Medicare advantage plans too good to be true?

Medicare Advantage plans

Are Medicare Advantage plans too good to be true in 2021?  I don’t get this question very often, but when I speak to my clients and tell me that they get $60 a quarter to spend on toothbrushes and bandaids, I start to wonder.  I was a huge advocate for Medicare supplement plan F for 10 years.  It was the one plan I told all my clients to get if they could afford it.  Hundreds of my Medicare clients listened and got the plan.  Then after a few years, the Medicare system told us the plan f was going to be discontinued.  I started switching all my clients to a Medigap plan G.

After a few years of switching them to a plan G and having a small deductible for doctors and outpatient centers. The premiums also began to rise.  Some of my clients were grandfathered into plan F, and they couldn’t switch their plans because of health reasons.

So in due time, I began to research Medicare Advantage plans such as the Blue Cross Medicare advantage plan.  I started to see that people were happy switching into the IBX plan, and they were saving money as long as they weren’t going to the hospital too much or going to multiple specialists every week.
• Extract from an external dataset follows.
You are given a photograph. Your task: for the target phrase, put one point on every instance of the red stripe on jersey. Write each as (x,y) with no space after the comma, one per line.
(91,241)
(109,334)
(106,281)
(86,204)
I began to look at the trial right program that enabled Medicare supplemental plan F clients to try (trial right) an advantage plan from Aetna or Blue Cross, and if they were not happy with it, they could go back to their plan F andor plan G.
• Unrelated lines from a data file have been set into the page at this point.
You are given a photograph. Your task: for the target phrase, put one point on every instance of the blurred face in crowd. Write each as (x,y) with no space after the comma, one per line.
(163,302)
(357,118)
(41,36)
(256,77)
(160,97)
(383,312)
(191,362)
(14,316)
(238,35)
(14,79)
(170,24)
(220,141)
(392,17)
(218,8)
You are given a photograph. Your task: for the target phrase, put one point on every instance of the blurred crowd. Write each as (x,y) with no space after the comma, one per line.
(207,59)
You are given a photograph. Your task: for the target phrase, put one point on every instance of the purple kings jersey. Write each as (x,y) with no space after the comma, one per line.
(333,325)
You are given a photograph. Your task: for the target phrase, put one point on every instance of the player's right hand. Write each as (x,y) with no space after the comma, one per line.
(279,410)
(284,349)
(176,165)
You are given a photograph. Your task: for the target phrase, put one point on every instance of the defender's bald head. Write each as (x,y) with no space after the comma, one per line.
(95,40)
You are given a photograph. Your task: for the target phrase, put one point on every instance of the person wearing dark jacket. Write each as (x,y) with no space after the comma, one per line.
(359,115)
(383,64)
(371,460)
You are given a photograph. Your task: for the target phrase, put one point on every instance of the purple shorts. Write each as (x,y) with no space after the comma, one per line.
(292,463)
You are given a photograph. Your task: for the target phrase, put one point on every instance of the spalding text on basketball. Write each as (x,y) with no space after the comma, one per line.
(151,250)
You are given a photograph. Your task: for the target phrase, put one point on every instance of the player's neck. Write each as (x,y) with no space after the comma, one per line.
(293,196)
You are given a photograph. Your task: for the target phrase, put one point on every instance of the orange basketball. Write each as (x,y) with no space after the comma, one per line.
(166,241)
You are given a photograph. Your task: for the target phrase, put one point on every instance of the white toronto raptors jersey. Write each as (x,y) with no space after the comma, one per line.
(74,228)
How to Choose and Reduce Medicare Cost

There are so many plans to choose from.  You can switch from a Cigna Medigap plan G to an Aetna Medigap plan G.  You can go from an Aetna Medicare Plan G to a Cigna plan N.  Where does the switching stop?  The answer is never.  If you want to save money with Medigap plans, you must switch until you can’t go to another plan for health reasons.

All was good for a while, and it still is for my clients who utilized the trial right.  I call them, and they are happy with their Medicare Advantage plan instead of paying $350 for a Medicare plan F.  The problem that I see is that our government is handing out stimulus packages and giving away subsidies for these plans like there is no tomorrow.  Will this trend keeps going, or will it reverse?  I know the latter will happen, but the question is when.

It is kinda like the person who wants to get out of the stock market and get into an annuity to make sure their money is safe, but they want to wait until the last minute.  Well, the last minute on trial right is 12 months.  Many of my clients are sticking with their Medicare advantage plan and dumping the Medigap plan G because it literally seems too good to be true.

I often wonder if it is my duty to warn them every month and be wrong or get them out before it is too late and the Medicare advantage plan premiums begin to rise from a $0 premium.  Do I know for certain this will happen? Absolutely not, and if I’m wrong, they will be paying that $250 premium each month again instead of saving all that premium money.

When times are too good, we should enjoy, and when times are bad, we should worry.  Or is it the opposite?  I guess we all will have to decide.